Tarquin Hall •
The Case of the Deadly Butter Chicken •
Until recently, I would have said no one could compete with the wonderful H.R.F. Keating at creating hilarious mysteries set in modern-day India. But Tarquin Hall, a relative newcomer, is making a strong showing in the same niche.
The main attraction here is Vish Puri, portly founder of Delhi’s Most Private Investigators, wearing his trademark Sandown cap. “Confidentiality is our watchword” is both the agency’s motto and the proposed title of the biography Puri confidently expects will be written about him someday.
One of Puri’s quirks is a fondness for bestowing whimsical nicknames. Thus a female undercover operative is known as Facecream, while a bald suspect becomes Full Moon. Puri himself is Boss to his employees, Chubby to his friends.

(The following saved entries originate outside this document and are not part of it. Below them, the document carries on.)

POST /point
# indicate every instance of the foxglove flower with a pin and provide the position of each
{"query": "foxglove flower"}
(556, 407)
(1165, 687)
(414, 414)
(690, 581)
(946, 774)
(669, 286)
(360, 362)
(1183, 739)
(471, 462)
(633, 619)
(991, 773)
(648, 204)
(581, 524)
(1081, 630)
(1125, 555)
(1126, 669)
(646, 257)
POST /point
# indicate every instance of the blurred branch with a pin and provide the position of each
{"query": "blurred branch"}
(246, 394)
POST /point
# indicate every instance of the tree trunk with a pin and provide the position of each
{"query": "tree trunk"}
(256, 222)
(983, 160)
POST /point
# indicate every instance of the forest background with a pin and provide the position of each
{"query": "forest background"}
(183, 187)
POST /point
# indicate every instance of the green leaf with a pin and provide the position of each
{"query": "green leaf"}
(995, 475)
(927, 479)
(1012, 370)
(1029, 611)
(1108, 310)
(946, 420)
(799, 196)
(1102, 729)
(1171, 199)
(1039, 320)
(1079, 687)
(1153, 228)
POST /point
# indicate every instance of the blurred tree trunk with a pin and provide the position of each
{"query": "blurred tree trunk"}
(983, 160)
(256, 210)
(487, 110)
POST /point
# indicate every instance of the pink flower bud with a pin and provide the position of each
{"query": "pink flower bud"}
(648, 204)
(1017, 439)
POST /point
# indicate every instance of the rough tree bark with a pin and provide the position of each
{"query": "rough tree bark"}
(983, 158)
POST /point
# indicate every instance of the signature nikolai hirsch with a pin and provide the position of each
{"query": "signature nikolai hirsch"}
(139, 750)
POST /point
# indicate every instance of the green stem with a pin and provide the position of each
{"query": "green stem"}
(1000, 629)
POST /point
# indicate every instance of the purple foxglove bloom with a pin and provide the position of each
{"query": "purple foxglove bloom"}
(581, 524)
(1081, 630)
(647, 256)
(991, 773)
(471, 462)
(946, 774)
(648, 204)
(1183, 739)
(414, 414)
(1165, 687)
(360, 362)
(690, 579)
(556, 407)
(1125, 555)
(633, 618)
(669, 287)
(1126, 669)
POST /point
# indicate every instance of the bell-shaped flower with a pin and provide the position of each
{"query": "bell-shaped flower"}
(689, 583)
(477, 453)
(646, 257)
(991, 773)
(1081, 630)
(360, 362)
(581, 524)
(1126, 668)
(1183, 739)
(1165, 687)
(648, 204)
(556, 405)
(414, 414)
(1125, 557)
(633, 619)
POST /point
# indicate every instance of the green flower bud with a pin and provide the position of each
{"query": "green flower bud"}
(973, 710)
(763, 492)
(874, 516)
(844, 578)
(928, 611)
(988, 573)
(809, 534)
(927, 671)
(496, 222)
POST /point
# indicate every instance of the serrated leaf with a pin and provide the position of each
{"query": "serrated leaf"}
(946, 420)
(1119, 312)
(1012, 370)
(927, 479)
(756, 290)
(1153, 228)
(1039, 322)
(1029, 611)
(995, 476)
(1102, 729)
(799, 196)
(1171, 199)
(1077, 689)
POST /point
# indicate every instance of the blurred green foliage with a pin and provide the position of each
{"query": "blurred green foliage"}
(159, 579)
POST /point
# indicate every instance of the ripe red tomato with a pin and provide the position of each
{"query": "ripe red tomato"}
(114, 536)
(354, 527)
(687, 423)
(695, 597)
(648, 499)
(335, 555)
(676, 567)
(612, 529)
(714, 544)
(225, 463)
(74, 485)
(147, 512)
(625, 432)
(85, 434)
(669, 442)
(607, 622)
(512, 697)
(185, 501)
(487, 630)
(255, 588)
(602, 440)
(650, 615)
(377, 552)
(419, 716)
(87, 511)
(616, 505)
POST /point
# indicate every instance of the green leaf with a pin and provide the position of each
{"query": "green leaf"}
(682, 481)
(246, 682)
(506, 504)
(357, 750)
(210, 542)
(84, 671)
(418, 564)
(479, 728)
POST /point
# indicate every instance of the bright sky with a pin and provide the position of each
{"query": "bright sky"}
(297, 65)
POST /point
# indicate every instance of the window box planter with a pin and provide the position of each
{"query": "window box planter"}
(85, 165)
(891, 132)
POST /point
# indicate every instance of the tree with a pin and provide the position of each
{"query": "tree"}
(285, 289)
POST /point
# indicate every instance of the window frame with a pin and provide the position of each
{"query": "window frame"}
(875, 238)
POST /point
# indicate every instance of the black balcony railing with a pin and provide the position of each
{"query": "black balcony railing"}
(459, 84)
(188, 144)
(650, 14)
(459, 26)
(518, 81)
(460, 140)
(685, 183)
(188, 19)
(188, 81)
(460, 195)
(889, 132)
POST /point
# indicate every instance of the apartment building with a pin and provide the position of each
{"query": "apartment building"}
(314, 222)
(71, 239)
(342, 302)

His wife has been affectionately addressed as Rumpi for so long that no one seems to remember her real name.
Each mystery carries a distinctly Punjabi flavor: apparitions of the goddess Kali (The Case of the Man Who Died Laughing), crooked cricket matches, the theft of half a mustache (“From right under his nose!”). Puri solves them all, but even India’s answer to Sherlock Holmes—that British upstart—occasionally needs a little help from his mummy-ji.
Hall is alive to the ironies of a society where air-conditioned, chauffeur-driven limousines jostle with half-starved rickshaw-wallahs, and an automatic washing machine must be filled by bucket because no water flows from taps after 8 a.m. (The Case of the Missing Servant). He thoughtfully provides a glossary in each book, so you can picture what Puri is smacking his lips over (pakoras, aachar, jalebis), keep track of the bad guys (goondas), and appreciate epithets such as ooluu ke pathay, or “son of an owl.”
And if you enjoy audiobooks, you won’t want to miss Sam Dastor’s sparkling narration of the entire series.